We know new onset LBBB creates considerable anxiety . We experienced a reverse situation recently . A 72 year old man who is known to have chronic LBBB for over 5 years came to CCU with vague chest discomfort .
His ECG was perfectly normal . . . every one was curious !
My ECG always looked like this doctor ! Now you say it has normalised and you say it concerns you ! I am really worried doctor !
What does it mean doctor ?
Cardiologist : I do not know . Any sudden change in rhythm even if it is from abnormal to normal is to be given importance .
Patient : Is the going bad ?
Cardiologist : I do not know
Patient : Should I get admitted ?
Cardiologist : I think so but you need to undergo few blood tests and repeat an ECG .
Patient : Oh what ? you are not sure either ! Are you not an expert in heart disease doctor ?
Cardiologist : I think I am . I wish I have an answer to your question .
Follow up
This patient was admitted in intermediate care ward and observed for 12 hours .
His enzymes and Troponin were negative . Echo showed normal LV function .
He was discharged later and adviced a stress test .
What is the the mechanism of normal ECG here ?
Intermittent LBBB due to rate dependency is common .But this man had persistent chronic LBBB for > 5 years which got normalized .That mystified us !
Can transient ischemia of left bundle accelerate the conduction ?
I’m surprised the cardiologist felt a need to get lab tests because of normalization of this patient’s QRS complex on 12-lead …. I understand that the patient had “chronic persistent LBBB” for 5 years – but all I know is that on the ONLY 2 tracings you show – the heart rate is faster in the tracing with LBBB – so we do NOT know (unless you can provide evidence over those 5 years of additional tracings) that his LBBB was truly “persistent” (and has not in fact been persistently rate-related over the previous 5 years after all …. ).

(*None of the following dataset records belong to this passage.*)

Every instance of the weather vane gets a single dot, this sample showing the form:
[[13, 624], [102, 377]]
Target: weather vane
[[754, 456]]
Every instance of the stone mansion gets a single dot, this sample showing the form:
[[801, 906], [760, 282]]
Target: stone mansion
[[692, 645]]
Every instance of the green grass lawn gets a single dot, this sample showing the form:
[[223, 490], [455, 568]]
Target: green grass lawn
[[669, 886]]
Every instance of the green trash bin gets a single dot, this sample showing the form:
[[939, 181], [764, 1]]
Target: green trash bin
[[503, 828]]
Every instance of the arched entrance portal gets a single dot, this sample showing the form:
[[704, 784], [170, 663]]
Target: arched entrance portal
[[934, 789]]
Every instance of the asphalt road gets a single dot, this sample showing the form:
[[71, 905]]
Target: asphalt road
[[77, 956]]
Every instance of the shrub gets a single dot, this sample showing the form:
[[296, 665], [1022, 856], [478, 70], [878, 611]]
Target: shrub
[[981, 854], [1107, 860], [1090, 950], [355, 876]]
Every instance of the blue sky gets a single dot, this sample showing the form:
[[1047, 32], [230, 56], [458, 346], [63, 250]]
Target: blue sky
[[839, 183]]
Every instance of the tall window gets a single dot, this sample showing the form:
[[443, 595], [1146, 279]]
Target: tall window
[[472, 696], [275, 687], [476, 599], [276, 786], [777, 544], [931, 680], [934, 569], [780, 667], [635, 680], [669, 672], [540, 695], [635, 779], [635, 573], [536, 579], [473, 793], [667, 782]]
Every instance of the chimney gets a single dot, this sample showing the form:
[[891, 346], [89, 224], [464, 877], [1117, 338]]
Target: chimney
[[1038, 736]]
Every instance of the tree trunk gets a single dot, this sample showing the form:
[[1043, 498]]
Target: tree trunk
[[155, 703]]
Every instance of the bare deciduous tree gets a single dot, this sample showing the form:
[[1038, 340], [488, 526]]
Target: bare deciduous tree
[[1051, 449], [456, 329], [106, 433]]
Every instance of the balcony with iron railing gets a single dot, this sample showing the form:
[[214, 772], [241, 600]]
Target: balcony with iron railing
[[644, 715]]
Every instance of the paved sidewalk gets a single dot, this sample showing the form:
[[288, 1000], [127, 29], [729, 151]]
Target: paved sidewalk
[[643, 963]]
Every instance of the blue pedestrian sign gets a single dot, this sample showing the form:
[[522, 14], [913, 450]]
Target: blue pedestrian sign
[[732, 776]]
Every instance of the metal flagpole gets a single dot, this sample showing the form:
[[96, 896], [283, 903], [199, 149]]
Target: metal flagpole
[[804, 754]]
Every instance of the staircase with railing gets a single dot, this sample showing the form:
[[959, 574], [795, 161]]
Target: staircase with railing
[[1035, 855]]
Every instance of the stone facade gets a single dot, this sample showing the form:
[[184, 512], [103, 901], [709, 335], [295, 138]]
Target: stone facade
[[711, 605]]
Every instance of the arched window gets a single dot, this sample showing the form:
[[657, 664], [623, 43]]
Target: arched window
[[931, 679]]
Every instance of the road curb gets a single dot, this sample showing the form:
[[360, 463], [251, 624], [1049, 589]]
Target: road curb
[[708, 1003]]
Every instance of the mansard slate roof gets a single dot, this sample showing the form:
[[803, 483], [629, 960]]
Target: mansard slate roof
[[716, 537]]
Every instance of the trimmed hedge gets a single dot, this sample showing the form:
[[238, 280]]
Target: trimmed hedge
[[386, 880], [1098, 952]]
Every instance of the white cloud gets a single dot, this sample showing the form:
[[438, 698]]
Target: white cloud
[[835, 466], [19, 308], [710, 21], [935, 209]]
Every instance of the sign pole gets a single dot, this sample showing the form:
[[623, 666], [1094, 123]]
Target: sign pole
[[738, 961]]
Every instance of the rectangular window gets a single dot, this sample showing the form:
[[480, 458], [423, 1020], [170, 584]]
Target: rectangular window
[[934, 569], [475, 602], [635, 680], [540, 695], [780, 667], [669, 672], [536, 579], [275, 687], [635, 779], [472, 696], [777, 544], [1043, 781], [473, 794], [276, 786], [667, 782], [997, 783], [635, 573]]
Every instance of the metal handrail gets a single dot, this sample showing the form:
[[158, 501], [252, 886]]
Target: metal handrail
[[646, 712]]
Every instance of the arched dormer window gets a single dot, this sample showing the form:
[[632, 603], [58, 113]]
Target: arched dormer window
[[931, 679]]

And – even if you do provide a few tracings that show LBBB at a slower heart rate – one needs to remember that rate of “onset” of rate-related BBB is NOT necessarily the same as rate of “offset”. For example – you may develop rate-related BBB at a heart rate over 80/minute – but you may then need to get the heart rate to well below 80/minute in order for the BBB to go away …. (say down to 60-70/minute).
Finally – many other factors (ischemia, electrolytes, hypoxemia) may account for predisposition to intermittent BBB – none of which we are given any information on …. So – IF this patient was truly asymptomatic from the somewhat slower current heart rate with which he conducts with normal QRS duration – so much the better. If if “ain’t broke – Don’t fix it”.
Looking forward to hearing more clinical info on this patient from you (or perhaps additional ECGs during the past 5 years). THANKS for showing this interesting case!
I hope he didn’t get a heart transplant and forget!
It just goes to show, “complete LBBB” might actually be a harder diagnosis to nail down than many people realize.
For an Electrophysiologist, that’s easy!!!! The LBBB does not mean complete block of the left bundle. It may be only a delay in the activation of the left bundle that gives the same surface QRS morphology of LBBB. The other explanation is retrograde concealed penetration of the left bundle through the septum. Of course there are other causes of intermittent left bundle branch block, but ischemia is not one of them!!!! [can you tell me which artery is supplying the left bundle?] Did any one see a case of acute ischemia presented as transient complete left bundle branch block? I bet no one.
Back to our case: If the first scenario was the case, then any delay in the right bundle will lead to simultaneous delay in both bundles and will lead to normalization of the QRS. If the scenario is the second one, then any PVC from the right ventricle will lead to retrograde activation of the right bundle and hence will stop the concealed penetration of the left bundle through the septum. Therefore, the QRS will normalize. This is called peel back phenomenon.
I hope this can help to understand this phenomenon.
@Raed – Doesn’t the left bundle branch (at least its initial portion) primarily receive its blood supply from the LAD? I apologize if my question is naive – but I don’t understand why compromised blood flow (as may occur with ischemia) couldn’t at times have some effect on conduction properties? Thanks for your elucidation of this.